Consacrerete il cinquantesimo anno e proclamerete libertà nella terra per tutti i suoi abitanti: è il Giubileo (Vayiqra 25, 10).

Questo versetto si riferisce alla mitzva dell’emancipazione degli schiavi che deve avvenire nell’anno del Giubileo. Se una persona, a causa di debiti non saldati o di qualsiasi altra questione economica fosse stata costretta a rendersi schiava di un’altra, senza alcuna condizione sarà rimessa in libertà nell’anno del Giubileo. Dal momento che un netta minoranza del popolo ebraico si veniva a trovare nella condizione di schiavi da emancipare, perché la Torà dice: proclamerete libertà nella terra per tutti i suoi abitanti? La maggior parte degli abitanti era già libera! Il Pené Yehoshùa spiega il passo analizzandolo, assai profondamente, dal punto di vista psicologico. Lo stato di schiavitù non priva della libertà solo colui che è schiavo, ma anche il padrone stesso. Una persona che domina sugli altri non è veramente libera a sua volta, come osserva correttamente il Talmud: colui che acquista uno schiavo acquista un padrone su di sé (Kiddushìn 20a).

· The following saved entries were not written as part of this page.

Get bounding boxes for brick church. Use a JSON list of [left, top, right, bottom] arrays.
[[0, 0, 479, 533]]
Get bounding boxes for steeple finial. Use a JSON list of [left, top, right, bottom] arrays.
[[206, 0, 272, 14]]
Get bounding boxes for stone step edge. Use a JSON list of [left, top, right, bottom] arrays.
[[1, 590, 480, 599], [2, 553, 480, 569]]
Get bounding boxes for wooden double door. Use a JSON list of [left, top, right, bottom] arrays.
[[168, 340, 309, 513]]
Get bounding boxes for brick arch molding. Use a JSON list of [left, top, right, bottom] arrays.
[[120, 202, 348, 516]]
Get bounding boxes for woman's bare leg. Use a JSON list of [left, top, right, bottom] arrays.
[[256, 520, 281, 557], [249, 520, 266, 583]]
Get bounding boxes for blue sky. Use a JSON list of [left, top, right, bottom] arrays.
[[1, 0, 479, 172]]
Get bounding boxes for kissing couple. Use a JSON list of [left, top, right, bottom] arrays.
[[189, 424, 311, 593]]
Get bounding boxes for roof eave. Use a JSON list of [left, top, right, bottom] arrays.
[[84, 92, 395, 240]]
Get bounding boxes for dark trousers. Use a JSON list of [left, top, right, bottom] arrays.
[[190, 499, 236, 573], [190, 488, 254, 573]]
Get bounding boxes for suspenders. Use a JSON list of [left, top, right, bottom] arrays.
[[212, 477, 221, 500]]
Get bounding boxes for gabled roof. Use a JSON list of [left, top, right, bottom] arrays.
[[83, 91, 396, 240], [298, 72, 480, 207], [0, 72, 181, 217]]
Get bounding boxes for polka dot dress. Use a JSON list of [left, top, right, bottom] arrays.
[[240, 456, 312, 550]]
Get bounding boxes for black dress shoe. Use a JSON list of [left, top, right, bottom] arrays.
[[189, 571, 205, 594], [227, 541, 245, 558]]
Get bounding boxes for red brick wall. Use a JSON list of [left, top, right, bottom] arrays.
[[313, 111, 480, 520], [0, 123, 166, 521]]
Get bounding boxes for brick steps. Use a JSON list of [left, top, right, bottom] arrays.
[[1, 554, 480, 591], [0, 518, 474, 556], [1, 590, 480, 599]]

La schiavitù più grande si ha quando si è sottomessi al proprio ego. Chiunque desideri esercitare il suo controllo sugli altri è portato fatalmente a essere, a sua volta, dominato da questo suo stesso desiderio e dalla necessità, una volta raggiunto lo scopo, di mantenere il potere, quindi non sarà mai una persona libera. L’individuo veramente libero è colui che non desidera esercitare alcun controllo sugli altri. Una persona psicologicamente matura capisce quale enorme impresa sia controllare se stessa e si occupa, quindi, di esercitare prima di tutto l’autocontrollo non avendo poi energie e tempo, o semplicemente interesse e desiderio per dominare anche gli altri. Ma come comportarsi quando la schiavitù, quindi il dominio sull’altro, non è voluta, ma è il risultato di pagamenti insoluti che hanno costretto il debitore ad andare schiavo? Come si riflette questa situazione sul carattere di colui che si ritrova a essere padrone? In primo luogo è necessario tenere conto della mentalità di chi compera uno schiavo, perché colui che deliberatamente decide di esercitare un controllo su un altro essere umano certamente non si trova nel medesimo stato psicologico di colui che, per altre cause non volute da lui stesso, si ritrova a essere padrone di uno schiavo. In secondo luogo tutto ciò trova riscontro nella società, nell’ambiente circostante. Una società sviluppata trova mezzi alternativi affinché i suoi membri non siano costretti a rendersi schiavi del proprio prossimo. La Torà dice con enfasi: …i figli di Israèl sono miei schiavi, che ho tratto dalla terra dell’Egitto (Vayiqra 25, 55), in altre parole: “Sotto di Me (il Signore) sono schiavi e per questo non possono essere venduti come schiavi”. La dignità di una persona è nel suo essere asservita a D-o. Una società che rende necessario a un suo membro il divenire schiavo, per qualsiasi ragione, fallisce nella sua opera di tutela dei diritti dei cittadini. Quando gli schiavi vengono posti in libertà e quando questo stato, quindi, è un privilegio di ogni singolo, solo in quel momento tutti gli abitanti saranno veramente liberi.